Modeling Sci-Fi Spacecraft in LightWave Using VertiBevel

By Jon Carroll

Shekinah Studios' VertiBevel is a plug-in for LightWave that gives more flexibility to the user in creating polygonal detail on their Lightwave 3d models. It has been crafted to combine certain features of LightWave's built-in Bevel and Smooth Shift functions and add enhanced functionality. VertiBevel adds several capabilities, enabling you to bevel several selected polygons as a group, the ability to set up multiple subsequent bevels, and the ability to actually draw the edge profile of your bevel before it is performed. It also allows you to use ESP. That is, select points along the edge of a bevel and then exclude the selected points (hence ESP) from the inset of the bevel.

VertiBevel's Interface


Hold your pointer over the above image map above for a brief explanation of the interface functions.

Using VertiBevel

One of my various pet projects has been attempting to build a model of a starship in the style of the late 1970s TV series Battlestar:Galactica. From the time I received VertiBevel I knew it would be a very serviceable tool in creating a model with this level and style of detail. I had already previously built a partial outer hull for the model and will walk through using VertiBevel to help create details.


Above you can see the basic hull shape. Some detail had already been started, but we're going to use VertiBevel to enhance that detail as well as add much more.

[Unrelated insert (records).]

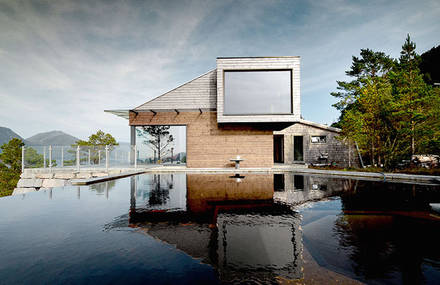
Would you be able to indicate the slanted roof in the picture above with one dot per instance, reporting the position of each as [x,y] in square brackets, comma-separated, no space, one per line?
[320,126]
[123,113]
[199,93]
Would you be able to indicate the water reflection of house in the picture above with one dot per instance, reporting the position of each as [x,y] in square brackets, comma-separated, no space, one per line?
[235,226]
[297,189]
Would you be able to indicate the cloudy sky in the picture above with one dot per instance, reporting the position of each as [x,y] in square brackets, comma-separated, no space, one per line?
[63,62]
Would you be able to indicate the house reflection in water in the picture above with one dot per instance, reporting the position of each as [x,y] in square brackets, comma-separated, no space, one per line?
[232,224]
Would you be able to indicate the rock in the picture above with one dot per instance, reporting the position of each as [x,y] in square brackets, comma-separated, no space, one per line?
[47,175]
[29,183]
[64,175]
[48,183]
[18,191]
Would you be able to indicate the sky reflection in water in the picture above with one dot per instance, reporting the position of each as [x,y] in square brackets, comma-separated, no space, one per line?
[196,228]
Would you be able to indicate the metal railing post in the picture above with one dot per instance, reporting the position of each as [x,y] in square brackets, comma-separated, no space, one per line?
[44,157]
[106,158]
[77,158]
[22,159]
[62,156]
[135,157]
[50,158]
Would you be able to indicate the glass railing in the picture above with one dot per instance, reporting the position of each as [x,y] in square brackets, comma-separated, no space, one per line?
[103,156]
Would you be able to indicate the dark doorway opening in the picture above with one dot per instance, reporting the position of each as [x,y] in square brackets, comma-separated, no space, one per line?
[298,148]
[278,182]
[278,148]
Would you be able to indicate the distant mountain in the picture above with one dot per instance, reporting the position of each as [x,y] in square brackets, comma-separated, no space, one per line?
[51,138]
[7,134]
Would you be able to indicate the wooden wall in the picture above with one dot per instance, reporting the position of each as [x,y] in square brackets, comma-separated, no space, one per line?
[211,146]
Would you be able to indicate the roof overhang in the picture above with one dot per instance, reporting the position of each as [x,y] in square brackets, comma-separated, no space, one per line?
[123,113]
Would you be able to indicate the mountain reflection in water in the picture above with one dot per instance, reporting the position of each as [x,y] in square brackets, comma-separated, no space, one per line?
[182,228]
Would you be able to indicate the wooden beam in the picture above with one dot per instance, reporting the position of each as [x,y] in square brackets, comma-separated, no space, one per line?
[135,113]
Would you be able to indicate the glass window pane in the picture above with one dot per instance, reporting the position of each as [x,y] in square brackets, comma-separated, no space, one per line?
[257,92]
[161,144]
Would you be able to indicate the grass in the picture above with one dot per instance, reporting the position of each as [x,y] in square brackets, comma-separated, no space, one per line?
[5,192]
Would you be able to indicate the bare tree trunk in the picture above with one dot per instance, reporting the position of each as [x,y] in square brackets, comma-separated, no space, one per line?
[412,138]
[158,148]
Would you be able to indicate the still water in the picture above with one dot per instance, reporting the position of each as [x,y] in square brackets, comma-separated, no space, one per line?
[216,228]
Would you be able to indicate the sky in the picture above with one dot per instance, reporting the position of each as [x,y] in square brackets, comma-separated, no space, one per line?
[63,62]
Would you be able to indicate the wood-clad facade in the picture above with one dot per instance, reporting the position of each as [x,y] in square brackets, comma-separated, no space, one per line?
[210,145]
[214,137]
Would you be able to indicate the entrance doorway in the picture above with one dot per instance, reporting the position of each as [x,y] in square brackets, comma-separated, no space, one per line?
[298,148]
[278,148]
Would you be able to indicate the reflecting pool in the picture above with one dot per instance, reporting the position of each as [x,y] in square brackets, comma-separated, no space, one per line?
[182,228]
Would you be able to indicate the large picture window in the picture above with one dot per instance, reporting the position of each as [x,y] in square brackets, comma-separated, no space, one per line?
[257,92]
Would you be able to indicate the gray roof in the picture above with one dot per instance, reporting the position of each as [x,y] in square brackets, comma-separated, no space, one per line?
[199,93]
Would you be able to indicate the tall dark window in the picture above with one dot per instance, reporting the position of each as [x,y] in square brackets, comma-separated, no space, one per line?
[257,92]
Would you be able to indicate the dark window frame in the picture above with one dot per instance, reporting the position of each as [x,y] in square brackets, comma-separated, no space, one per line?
[318,136]
[258,70]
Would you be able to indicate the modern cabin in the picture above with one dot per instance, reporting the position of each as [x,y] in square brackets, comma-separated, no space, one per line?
[248,107]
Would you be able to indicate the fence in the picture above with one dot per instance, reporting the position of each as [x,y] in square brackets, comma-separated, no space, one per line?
[77,157]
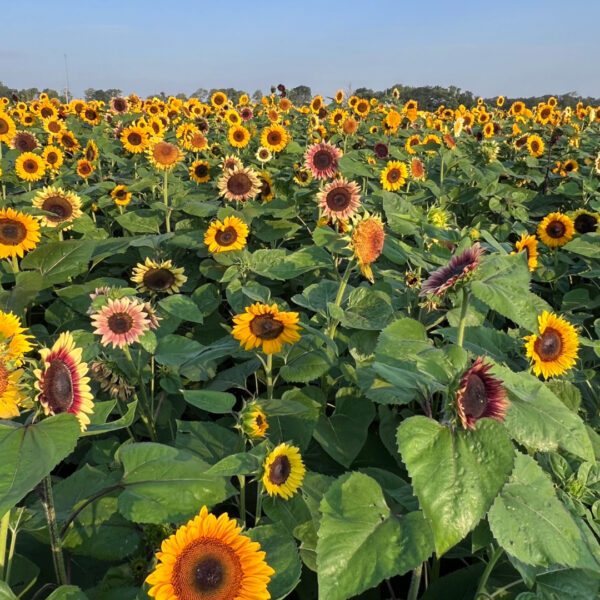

One of the big problems in creating a large, detailed-looking 3D model is the tendency of 3D modeling programs to create unnaturally sharp edges. In nature, and even on machinery, edges are never sharp and an edge is never a perfect 90-degree angle. By using VertiBevel to create multiple bevels at the interface between surfaces, essentially creating a round or a fillet, you can add to the realism of your model, as well as making it more visually interesting as specular highlights travel across these rounded edges.



This is the aft edge of the hull right along the side of the engine pod. The "little" notch in the side of the hull is where anti-fighter "turbolasers" are placed. It may seem like a tiny detail until you realize it is 2.8 meters tall. I'll use VertiBevel to give the entire edge at the back of the engine pod a slight rounding effect, which will help provide a better feel for a ship that is supposed to be hundreds of "yahrens" old.



As you can see I have actually drawn out a curved profile for the edge within the plug-in's interface. This produces the results shown below.



That corner now has a nice rounded edge much more in keeping with the scale of the ship.